What component should take care of RunningJobRegistry?

tison
Hi dev,

While exploring FLINK RunningJobRegistry usage, I find it has three
statuses and two components(Dispatcher and JobManagerRunner) have access to
it. It is a bit wired and below shared my thoughts.

1. Three statuses(PENDING/RUNNING/DONE). The original version of
RunningJobRegistry represents status of a job only RUNNING or not, and in
FLINK-5501 <https://issues.apache.org/jira/browse/FLINK-5501> we extend it
to DONE.

The proposal in FLINK-5501 said "If the mini cluster starts multi
JobManagerRunner, and the leader JobManagerRunner already finishes the job
to set the job status FINISHED, other JobManagerRunner will exit after
grants the leadership again."

However, we only start one JobManagerRunner for a job. And if the previous
runner failed, dispatcher will re-launch a new one. All of job scheduling
should be taken care of by Dispatcher. There is no standby JobManagerRunner.

Besides, JobSchedulingStatue.DONE would be cleaned up once Dispatcher got
notified that the job reached globally terminal state(FLINK-9421
<https://issues.apache.org/jira/browse/FLINK-9421>). So even we add a DONE
status, it could be cleaned up and even in the case FLINK-5501 described,
it is possible that a following JobManagerRunner starts a "finished" job.

Thus, whether a job is running is valuable(indicate if the JobManagerRunner
should reconcile), but the DONE status, has lost its meaning. I'd like to
propose using only PENDING/RUNNING statuses in RunningJobRegistry.

2. Both JobManagerRunner and Dispatcher get access to RunningJobRegistry.

RunningJobRegistry is a concept of job scheduling and is ideally used in
Dispatcher. We currently read from RunningJobRegistry in Dispatcher and
read from/write to RunningJobRegistry in JobManagerRunner. To unify the
usage in one component, I list two possible options.

(2.1). Only access RunningJobRegistry in Dispatcher

This is the way following that Dispatcher maintains job scheduling. When a
job submitted and the Dispatcher found that there was not other runner of
this job, the Dispatcher get JobSchedulingStatus from RunningJobRegistry,
and passed whether the job was RUNNING or not to the JobManagerRunner. And
then Dispatcher set the JobSchedulingStatus to RUNNING. When the job reached
globally terminal state, Dispatcher cleaned up RunningJobRegistry data.

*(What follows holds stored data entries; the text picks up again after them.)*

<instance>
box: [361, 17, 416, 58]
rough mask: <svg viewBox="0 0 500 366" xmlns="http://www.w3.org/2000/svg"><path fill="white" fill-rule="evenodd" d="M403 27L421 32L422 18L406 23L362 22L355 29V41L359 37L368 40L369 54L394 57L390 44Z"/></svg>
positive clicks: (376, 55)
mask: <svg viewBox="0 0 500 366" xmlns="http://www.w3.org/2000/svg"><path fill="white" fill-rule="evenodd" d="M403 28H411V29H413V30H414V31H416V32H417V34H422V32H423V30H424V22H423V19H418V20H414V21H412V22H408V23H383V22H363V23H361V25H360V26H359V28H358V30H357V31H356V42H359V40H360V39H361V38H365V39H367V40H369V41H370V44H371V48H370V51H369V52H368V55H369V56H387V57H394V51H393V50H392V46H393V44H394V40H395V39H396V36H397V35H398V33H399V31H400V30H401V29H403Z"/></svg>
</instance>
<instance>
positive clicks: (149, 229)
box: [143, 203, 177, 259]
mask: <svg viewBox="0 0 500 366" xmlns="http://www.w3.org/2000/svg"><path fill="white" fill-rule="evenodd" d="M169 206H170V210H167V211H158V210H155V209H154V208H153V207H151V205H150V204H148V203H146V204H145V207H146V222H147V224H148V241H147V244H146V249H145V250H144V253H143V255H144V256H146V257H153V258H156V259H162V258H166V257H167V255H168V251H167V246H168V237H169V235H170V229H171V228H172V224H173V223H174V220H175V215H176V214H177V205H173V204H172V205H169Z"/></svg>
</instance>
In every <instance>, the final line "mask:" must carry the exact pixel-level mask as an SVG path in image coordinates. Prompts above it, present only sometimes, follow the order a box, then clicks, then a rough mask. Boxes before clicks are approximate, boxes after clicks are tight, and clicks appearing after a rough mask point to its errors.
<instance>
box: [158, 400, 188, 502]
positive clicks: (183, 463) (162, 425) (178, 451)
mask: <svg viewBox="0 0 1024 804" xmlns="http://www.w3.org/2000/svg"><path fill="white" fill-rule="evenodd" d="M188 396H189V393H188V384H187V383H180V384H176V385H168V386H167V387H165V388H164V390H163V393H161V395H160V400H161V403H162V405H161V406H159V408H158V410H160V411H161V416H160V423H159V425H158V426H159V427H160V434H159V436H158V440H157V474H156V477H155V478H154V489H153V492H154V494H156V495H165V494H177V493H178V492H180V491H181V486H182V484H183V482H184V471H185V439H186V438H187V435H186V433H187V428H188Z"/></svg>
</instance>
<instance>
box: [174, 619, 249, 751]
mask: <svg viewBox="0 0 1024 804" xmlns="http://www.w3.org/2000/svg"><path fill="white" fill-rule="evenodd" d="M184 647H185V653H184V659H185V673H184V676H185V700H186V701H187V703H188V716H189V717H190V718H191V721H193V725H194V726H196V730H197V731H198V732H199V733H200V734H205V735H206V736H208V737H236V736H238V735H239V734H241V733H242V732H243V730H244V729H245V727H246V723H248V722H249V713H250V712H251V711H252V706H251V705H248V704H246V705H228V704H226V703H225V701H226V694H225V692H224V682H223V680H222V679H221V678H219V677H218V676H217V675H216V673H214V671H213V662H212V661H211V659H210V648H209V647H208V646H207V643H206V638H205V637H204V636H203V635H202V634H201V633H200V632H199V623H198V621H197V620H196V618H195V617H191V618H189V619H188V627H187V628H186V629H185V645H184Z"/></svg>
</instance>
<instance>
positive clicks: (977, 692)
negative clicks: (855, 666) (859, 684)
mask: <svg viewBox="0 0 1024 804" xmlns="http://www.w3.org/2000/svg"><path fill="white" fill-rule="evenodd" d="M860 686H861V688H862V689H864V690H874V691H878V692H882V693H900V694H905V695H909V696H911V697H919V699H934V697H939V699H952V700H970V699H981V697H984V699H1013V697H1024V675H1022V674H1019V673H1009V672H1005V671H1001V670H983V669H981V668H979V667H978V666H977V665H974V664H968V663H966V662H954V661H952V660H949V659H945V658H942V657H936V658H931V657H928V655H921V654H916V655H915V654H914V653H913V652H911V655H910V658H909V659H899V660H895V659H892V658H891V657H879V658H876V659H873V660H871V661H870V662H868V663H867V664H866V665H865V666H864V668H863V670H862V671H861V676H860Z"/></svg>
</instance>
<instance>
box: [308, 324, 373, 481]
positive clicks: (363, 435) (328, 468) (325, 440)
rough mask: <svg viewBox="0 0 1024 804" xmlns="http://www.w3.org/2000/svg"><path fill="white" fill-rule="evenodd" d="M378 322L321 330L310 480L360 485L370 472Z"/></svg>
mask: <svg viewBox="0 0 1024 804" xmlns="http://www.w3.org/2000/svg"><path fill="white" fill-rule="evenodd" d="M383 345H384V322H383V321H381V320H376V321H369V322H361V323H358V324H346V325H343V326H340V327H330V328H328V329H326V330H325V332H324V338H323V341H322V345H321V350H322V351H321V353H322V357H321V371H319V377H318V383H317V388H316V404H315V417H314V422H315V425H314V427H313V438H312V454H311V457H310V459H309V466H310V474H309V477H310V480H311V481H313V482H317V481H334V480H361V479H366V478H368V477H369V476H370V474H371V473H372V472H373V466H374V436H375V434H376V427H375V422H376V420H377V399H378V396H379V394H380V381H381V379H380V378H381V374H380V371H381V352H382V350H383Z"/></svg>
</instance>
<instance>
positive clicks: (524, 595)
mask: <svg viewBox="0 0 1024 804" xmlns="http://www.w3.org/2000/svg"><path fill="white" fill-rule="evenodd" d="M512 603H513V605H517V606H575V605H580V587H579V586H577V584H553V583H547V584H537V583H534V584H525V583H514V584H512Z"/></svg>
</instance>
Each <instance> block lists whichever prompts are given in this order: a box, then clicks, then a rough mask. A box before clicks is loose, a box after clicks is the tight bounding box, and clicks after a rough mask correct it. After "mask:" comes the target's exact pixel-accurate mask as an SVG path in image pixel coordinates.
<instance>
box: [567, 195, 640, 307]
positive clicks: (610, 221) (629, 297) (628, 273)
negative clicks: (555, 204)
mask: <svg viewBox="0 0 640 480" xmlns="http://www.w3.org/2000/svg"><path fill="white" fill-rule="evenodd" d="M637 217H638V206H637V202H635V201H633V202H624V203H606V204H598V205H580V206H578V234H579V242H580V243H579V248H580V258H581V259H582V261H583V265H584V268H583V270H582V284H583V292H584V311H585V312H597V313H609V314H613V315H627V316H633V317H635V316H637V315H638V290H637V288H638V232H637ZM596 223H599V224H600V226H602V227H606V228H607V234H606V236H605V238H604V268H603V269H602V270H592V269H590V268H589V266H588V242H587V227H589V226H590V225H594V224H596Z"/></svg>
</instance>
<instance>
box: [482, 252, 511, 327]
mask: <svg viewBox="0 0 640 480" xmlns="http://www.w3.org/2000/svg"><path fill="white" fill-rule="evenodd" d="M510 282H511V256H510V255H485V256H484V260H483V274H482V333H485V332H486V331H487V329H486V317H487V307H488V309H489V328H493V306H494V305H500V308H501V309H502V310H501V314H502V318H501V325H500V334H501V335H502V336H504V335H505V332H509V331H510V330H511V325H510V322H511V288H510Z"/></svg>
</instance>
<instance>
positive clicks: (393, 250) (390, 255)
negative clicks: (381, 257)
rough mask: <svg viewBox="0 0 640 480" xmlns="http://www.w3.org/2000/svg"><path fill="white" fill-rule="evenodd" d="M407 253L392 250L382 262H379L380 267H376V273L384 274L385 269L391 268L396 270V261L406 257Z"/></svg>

Pros: Concept follows what it means, i.e., Dispatcher schedules jobs.

Cons: We get JobSchedulingStatue earlier than it actually needed(before
JobManagerRunner granted leadership and be able to actually start the job).
Set the job status to RUNNING before the JobMaster started(this is,
however, based on how we regard a status as RUNNING).

(2.2) Only access RunningJobRegistry in JobManagerRunner

In this way we checked JobSchedulingStatus when JobManagerRunner granted
leadership. Set RUNNING when a JobMaster started and cleanup in
JobManagerRunner#jobReachedGloballyTerminalState.

Pros: JobManagerRunner reads/writes RunningJobRegistry closer to when the
status required and updated (than (2.1)).

Cons: A JobManager should take care of running a job instead of scheduling
a job.

With both of options above, we possibly run into a false-positive case that
we set the job status to RUNNING but the JM failed before any TM launched.

Do you guys think the issues mentioned above valid? If so, what do you
think to resolve it?

Best,
tison.